To ensure their products operate as specified by their SLAs, the software company leverages Apache Spark to process and analyze large volumes of big data and glean actionable insights. These insights, in turn, provide the software developer with valuable information that allows them to quickly identify and address performance issues and roll out better products.
But, the company lacked expertise in Spark. On top of that, they didn’t have a comprehensive observability tool to measure Spark performance as well as help them recognize and address the complications stemming from Spark. As a result, the software vendor wasn’t getting the most value out of its Spark investment. Not until Pepperdata came into the picture and changed the way the company worked with Spark.
Spark Complications
While Spark enabled the software firm to analyze large volumes of big data and derive actionable insights on performance, customer journeys, sales, and more, their unoptimized Spark performance was costing them a lot.
Making the situation more complicated was that the software company does not have in-house Spark expertise. Without adequate knowledge and experience of the Spark framework, the software company was forced to do what they believed to be the most logical choice: throw more compute resources at it.
Although such an approach allowed them to run more Spark jobs, the Spark performance itself was not optimized.
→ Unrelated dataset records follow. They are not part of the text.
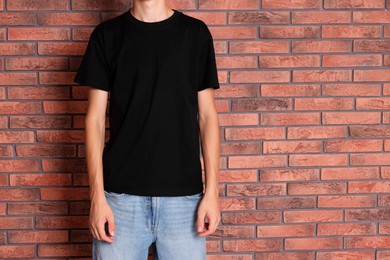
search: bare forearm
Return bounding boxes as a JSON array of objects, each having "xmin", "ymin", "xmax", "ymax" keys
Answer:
[
  {"xmin": 85, "ymin": 118, "xmax": 105, "ymax": 200},
  {"xmin": 199, "ymin": 112, "xmax": 220, "ymax": 196}
]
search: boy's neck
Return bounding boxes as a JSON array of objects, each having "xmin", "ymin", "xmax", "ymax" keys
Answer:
[{"xmin": 130, "ymin": 0, "xmax": 173, "ymax": 22}]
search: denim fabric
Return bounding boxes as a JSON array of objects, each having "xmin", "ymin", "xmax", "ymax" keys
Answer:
[{"xmin": 92, "ymin": 191, "xmax": 206, "ymax": 260}]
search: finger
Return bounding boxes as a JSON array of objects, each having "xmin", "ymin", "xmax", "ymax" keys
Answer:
[
  {"xmin": 201, "ymin": 216, "xmax": 217, "ymax": 236},
  {"xmin": 98, "ymin": 222, "xmax": 112, "ymax": 242},
  {"xmin": 107, "ymin": 215, "xmax": 115, "ymax": 237},
  {"xmin": 196, "ymin": 211, "xmax": 206, "ymax": 232}
]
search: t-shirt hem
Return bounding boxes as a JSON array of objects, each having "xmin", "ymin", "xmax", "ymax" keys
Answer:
[
  {"xmin": 104, "ymin": 185, "xmax": 203, "ymax": 196},
  {"xmin": 198, "ymin": 83, "xmax": 220, "ymax": 91},
  {"xmin": 73, "ymin": 74, "xmax": 110, "ymax": 91}
]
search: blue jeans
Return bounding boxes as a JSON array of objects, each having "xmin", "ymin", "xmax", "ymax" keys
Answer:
[{"xmin": 92, "ymin": 191, "xmax": 206, "ymax": 260}]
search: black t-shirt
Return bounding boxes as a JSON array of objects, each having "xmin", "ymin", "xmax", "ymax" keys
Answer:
[{"xmin": 74, "ymin": 9, "xmax": 219, "ymax": 196}]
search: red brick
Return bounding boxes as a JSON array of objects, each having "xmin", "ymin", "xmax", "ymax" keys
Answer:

They also didn’t have an observability tool to see into their Spark applications and workflows. This resulted in more wasted resources and compute capacity. This problem intensified as the company expanded. More customers meant more Spark jobs. The subsequent increase in compute consumption soon took most of their big data budget.
Overspending and Overprovisioning: Not Just Their Problem
The organization’s struggles with Spark aren’t exactly news. Enterprises that rely heavily on Spark for their big data workloads experience the same difficulties, particularly poor resource utilization and overshooting their big data budgets.
Cost is one of the main issues that come with running a big data architecture like Spark. In our recent 2021 Big Data Cloud survey, 64% of companies said they constantly contend with “cost management and containment” when using big data technologies and applications.
While most cloud providers provide autoscaling to help enterprises meet compute resource requirements during traffic surges, default autoscaling configurations are based on peak-level requirements. This means many of the big data processes and workloads are running unoptimized. It’s no wonder why many enterprises are spending as much as 40% more than their initial big data cloud budgets.
Many enterprises ended up overprovisioning compute resources. While this approach ensured that they had enough resources during peak hours, unutilized resources were wasted when traffic was lower than expected. In the world of big data and cloud computing, unutilized resources mean lost money.
A Race Against Time
Big data specialists at the software company acknowledged how difficult it was to tune Spark using the most ideal configurations. But they knew they needed a powerful optimization solution to turn things around and make Spark an efficient, cost-effective big data engine.
By 2020, their data processing requirements increased 10x over the previous year. They needed to find an optimization and observability tool to keep their spending in check and maximize the utilization of their compute resources.
Otherwise, using the same approach of adding more resources would have led to overwhelming costs while still suffering from performance lags and downtime.
Superior Observability with Pepperdata
The software organization knew they required observability into Spark and overall big data infrastructure to identify problems, enhance Spark performance, and bring down Spark costs. Turning to Pepperdata, the company found the superior observability tool they needed.
Not long after the deployment of their Spark observability tool, the software developer was able to derive powerful and actionable insights into their Spark framework. With Pepperdata, they managed to effectively tune Spark. This resulted in applications and workloads running on optimal configurations.
With their compute resources optimized and properly utilized, the software vendor drastically minimized their compute wastage. With more resources available, the company now runs more applications without overshooting their budget.